The MR analysis reveals that protein CTSS (cathepsin S) can increase platelets in the blood and reduce mean platelet volume. Fostamatinib can inhibit the protein CTSS, known as an approved medication for chronic immune thrombocytopenia (ITP) by inhibiting the spleen tyrosine kinase (SYK). It indicates that fostamatinib treats ITP via both protein SYK and CTSS (Fig. 5e).

Cilastatin is a dehydropeptidase 1 (DPEP1) inhibitor used to prevent degradation of imipenem, both were used together to treat infections. We found that inhibiting DPEP1 can increase the risk of high blood pressure, while decrease the risk of schizophrenia (Fig. 5f). This indicates clinical re-purposing potential of Cilastatin, and other DPEP1 inhibitors, as treatments for schizophrenia, though further investigations are needed.

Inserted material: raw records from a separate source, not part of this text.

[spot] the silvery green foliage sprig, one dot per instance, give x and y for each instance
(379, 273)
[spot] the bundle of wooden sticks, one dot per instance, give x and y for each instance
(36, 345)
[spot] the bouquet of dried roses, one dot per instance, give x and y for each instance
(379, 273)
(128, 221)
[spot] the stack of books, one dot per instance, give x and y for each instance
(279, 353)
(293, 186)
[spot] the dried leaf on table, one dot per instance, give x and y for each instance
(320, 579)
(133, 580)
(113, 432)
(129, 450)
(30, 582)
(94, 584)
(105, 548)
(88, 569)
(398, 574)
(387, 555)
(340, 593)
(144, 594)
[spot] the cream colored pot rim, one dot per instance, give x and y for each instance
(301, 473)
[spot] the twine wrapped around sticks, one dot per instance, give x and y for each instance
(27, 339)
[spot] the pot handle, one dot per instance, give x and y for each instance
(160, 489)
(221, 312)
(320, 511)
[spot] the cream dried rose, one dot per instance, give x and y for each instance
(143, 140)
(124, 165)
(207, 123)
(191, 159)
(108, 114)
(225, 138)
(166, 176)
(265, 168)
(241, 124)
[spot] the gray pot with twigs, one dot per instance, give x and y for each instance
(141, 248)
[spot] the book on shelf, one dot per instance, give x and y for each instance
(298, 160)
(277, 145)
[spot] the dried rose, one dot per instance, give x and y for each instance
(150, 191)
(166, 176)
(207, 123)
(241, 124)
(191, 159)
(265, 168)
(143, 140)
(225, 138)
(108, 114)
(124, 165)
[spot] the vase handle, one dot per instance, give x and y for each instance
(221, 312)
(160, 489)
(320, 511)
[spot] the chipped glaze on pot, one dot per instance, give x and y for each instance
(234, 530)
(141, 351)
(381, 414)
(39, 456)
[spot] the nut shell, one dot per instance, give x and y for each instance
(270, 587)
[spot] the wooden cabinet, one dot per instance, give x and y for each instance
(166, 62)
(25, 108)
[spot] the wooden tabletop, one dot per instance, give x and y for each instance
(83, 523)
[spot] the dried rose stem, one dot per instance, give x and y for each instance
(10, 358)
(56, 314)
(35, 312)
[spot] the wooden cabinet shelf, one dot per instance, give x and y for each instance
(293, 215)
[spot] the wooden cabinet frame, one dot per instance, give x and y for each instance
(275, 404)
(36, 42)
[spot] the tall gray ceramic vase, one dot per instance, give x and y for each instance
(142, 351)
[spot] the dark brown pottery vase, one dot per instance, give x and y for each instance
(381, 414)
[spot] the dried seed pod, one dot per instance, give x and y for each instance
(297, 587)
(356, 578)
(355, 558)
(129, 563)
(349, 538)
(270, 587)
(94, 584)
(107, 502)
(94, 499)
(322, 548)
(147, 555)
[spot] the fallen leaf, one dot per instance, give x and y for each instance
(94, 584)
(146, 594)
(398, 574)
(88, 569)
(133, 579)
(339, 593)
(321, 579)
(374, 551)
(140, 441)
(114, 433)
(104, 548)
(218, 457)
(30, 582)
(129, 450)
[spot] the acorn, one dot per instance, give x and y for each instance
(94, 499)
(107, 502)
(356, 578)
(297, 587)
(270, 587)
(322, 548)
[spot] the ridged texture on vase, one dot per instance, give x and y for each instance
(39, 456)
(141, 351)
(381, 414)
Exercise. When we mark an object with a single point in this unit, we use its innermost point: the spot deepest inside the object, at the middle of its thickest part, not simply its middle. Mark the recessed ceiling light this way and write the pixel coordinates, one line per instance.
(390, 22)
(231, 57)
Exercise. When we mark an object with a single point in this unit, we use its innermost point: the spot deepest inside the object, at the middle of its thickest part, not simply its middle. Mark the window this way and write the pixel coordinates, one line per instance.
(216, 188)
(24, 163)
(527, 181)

Overall, besides the validated targets, we also identified 273 suggestive drug re-purposing target-disease pairs for 18 proteins (Fig. 5ab, Supplementary Table 9). There already exist established drugs for these protein targets, making these drugs potentially useful upon further clinical trials. At last, 144 new target-disease combinations were suggested, based on our causal inference (Supplementary Table 10).

Discussion

We identified novel pQTL for 137 of 184 neuro-related proteins, provided insights into their molecular mechanisms and effects on complex diseases and traits, and highlighted useful therapeutic targets with established drugs. On average, we identified half of the genetic architecture underlying the concentration of these proteins. We provide a well powered genetic landscape for these proteins with large-scale summary-level data for future research.

Although the proteins were found to have small effects individually in the MR analysis, our results indicated that for most of the identified proteins, having low levels in plasma leads to a higher chance of having poorer health conditions (Supplementary Fig. 5). These conditions include both deterioration of mental health and related non-neurological comorbidities. Such results on the neuro-related proteins are consistent with the notion that psychiatric and neurological disorders are multi-factorial and not limited to the central nervous system, but rather are products of interactions among multiple systems within the organism4245. The intertwining of neuropsychiatric, inflammatory, and cardiovascular disorders has long presented a challenge in clinical research due to the difficulties in discerning the relationships among them46,47. Our results suggest that these disorders may share molecular mechanisms and pathways and provide the basis for developing new diagnostic tools and treatment strategies. We also reported a large number of drug re-purposing targets, suggesting the potential use of established drugs in new clinical trials for treatment of different symptoms and disorders.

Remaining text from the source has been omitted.